This project explores the relationship between game price, user ratings, and sales performance using Steam data.
The primary objective is to understand which factors significantly influence game ownership levels.
The dataset includes:
- Price
- User rating (percentage format, cleaned using regex)
- Owners range (converted to midpoint values)
- Release month
Sales data was transformed using log transformation due to high right-skewness.
- Extracted percentage values from rating strings (e.g., "N/A (N/A/94%)")
- Converted ownership ranges into numeric midpoint values
- Applied log transformation to sales data to reduce skewness
- Removed missing and invalid observations
Scatter plot analysis revealed:
- Highly right-skewed sales distribution
- Weak but positive association between price and sales
- Presence of extreme outliers (blockbuster titles)
After log transformation, the relationship became more interpretable.

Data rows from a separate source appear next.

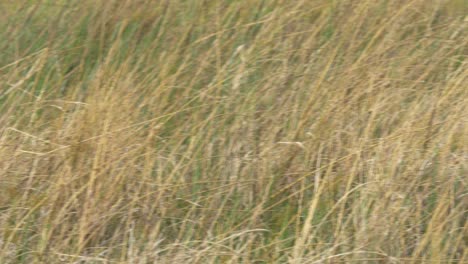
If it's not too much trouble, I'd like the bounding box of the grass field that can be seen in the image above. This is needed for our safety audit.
[0,0,468,264]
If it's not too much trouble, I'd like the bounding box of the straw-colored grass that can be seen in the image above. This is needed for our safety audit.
[0,0,468,264]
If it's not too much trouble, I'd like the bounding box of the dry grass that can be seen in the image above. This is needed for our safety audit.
[0,0,468,264]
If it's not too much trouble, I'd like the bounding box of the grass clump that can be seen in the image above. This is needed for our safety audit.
[0,0,468,263]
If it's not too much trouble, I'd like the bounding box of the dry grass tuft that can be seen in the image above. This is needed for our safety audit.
[0,0,468,264]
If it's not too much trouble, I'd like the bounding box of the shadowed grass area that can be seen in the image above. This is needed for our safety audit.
[0,0,468,264]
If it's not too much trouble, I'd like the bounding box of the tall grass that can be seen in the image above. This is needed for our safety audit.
[0,0,468,264]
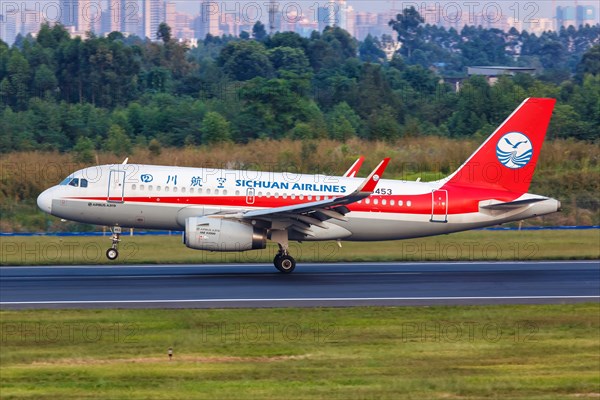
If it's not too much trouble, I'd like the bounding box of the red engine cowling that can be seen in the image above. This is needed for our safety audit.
[183,217,267,251]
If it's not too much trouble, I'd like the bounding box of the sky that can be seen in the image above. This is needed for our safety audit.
[169,0,600,20]
[0,0,600,21]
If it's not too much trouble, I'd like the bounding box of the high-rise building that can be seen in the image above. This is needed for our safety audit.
[577,6,598,25]
[317,0,348,31]
[194,0,221,39]
[165,1,177,31]
[102,0,123,33]
[142,0,165,40]
[556,6,577,29]
[60,0,93,34]
[122,0,143,36]
[0,12,17,45]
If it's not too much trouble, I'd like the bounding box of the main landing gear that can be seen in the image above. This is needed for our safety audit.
[271,230,296,274]
[273,245,296,274]
[106,226,121,261]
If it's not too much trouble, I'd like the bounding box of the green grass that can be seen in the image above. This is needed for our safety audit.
[0,304,600,400]
[0,229,600,265]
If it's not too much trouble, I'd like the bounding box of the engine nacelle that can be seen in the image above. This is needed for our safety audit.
[183,217,267,251]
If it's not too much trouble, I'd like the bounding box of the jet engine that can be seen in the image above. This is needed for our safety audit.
[183,217,267,251]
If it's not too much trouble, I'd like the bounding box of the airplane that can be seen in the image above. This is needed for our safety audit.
[37,98,561,274]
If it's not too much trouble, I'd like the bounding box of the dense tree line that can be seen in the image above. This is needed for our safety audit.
[0,16,600,155]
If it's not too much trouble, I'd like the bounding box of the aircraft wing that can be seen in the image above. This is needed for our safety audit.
[225,158,390,234]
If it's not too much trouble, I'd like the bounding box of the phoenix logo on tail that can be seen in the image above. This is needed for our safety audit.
[496,132,533,169]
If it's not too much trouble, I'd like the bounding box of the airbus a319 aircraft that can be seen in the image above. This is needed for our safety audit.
[37,98,561,273]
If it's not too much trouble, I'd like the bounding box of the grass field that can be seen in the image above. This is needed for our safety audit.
[0,304,600,400]
[0,229,600,265]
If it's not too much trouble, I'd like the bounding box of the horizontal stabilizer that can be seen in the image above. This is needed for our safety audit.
[479,197,548,211]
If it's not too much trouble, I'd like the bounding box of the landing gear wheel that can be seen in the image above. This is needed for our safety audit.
[273,255,296,274]
[106,249,119,261]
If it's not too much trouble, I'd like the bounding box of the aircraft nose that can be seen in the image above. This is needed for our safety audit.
[37,189,52,214]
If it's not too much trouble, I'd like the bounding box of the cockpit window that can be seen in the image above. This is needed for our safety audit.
[60,177,89,188]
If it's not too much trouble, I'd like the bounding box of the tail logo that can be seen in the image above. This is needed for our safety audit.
[496,132,533,169]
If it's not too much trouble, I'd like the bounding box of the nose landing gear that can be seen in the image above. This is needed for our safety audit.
[106,226,121,261]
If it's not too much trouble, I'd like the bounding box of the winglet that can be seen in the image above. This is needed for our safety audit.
[356,157,390,193]
[344,156,365,178]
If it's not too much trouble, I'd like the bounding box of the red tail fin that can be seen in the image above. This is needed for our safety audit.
[446,98,556,193]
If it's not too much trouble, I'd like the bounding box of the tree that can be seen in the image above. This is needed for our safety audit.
[577,44,600,75]
[0,51,29,110]
[73,136,94,164]
[358,33,385,63]
[389,6,425,57]
[105,125,131,156]
[367,105,401,141]
[328,101,361,141]
[156,22,171,44]
[217,40,273,81]
[252,21,268,42]
[268,47,309,74]
[200,111,231,145]
[33,64,58,95]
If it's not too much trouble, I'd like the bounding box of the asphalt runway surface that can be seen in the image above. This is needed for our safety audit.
[0,261,600,309]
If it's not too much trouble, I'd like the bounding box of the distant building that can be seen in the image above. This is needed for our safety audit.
[0,13,17,46]
[556,6,597,28]
[467,66,536,85]
[194,0,221,39]
[141,0,165,40]
[577,6,598,25]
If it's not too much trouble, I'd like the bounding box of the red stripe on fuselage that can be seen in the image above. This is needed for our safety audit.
[71,185,521,214]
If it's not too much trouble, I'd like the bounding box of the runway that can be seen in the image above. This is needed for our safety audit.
[0,261,600,309]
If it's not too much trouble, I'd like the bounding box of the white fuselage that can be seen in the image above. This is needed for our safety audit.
[38,164,560,241]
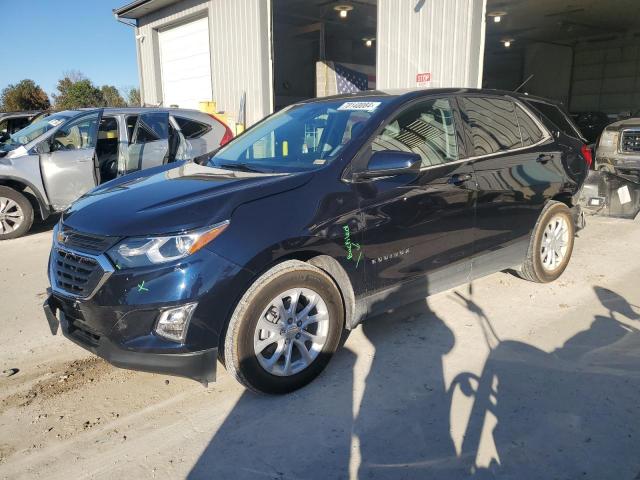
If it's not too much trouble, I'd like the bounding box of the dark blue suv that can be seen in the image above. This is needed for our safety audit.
[44,89,591,393]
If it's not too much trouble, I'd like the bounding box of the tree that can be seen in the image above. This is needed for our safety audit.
[100,85,127,107]
[53,72,105,110]
[0,79,51,112]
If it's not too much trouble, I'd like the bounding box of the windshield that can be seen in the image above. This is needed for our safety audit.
[6,112,77,147]
[207,97,390,172]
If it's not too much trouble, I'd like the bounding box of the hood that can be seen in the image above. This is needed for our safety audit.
[62,162,313,237]
[606,118,640,132]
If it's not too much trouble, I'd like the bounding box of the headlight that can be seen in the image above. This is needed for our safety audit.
[107,220,229,269]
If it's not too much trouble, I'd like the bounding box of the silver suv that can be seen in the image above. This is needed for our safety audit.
[0,108,233,240]
[596,116,640,181]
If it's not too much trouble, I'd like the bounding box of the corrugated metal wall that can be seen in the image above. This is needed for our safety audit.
[137,0,272,124]
[210,0,273,125]
[376,0,486,89]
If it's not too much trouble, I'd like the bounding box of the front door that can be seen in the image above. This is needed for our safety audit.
[40,110,102,211]
[123,111,169,175]
[359,97,475,313]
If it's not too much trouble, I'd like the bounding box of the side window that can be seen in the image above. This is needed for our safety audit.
[528,101,580,138]
[462,97,522,156]
[9,117,29,134]
[371,98,458,167]
[173,117,211,138]
[516,105,544,147]
[51,113,99,151]
[134,112,169,143]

An OLS regression model was estimated:
log_sales ~ price + rating
- Model statistically significant (p < 0.001)
- R² = 0.12
- Price has a positive and statistically significant effect on sales
- Rating has a positive and statistically significant effect on sales
Results suggest that higher-priced games may reflect stronger brand value, production scale, or perceived quality rather than simple price-driven demand dynamics.
- Python
- Pandas
- NumPy
- Matplotlib
- Statsmodels
Game sales on Steam are influenced by price and user ratings; however, a large portion of variation remains unexplained, indicating that additional market factors play an important role.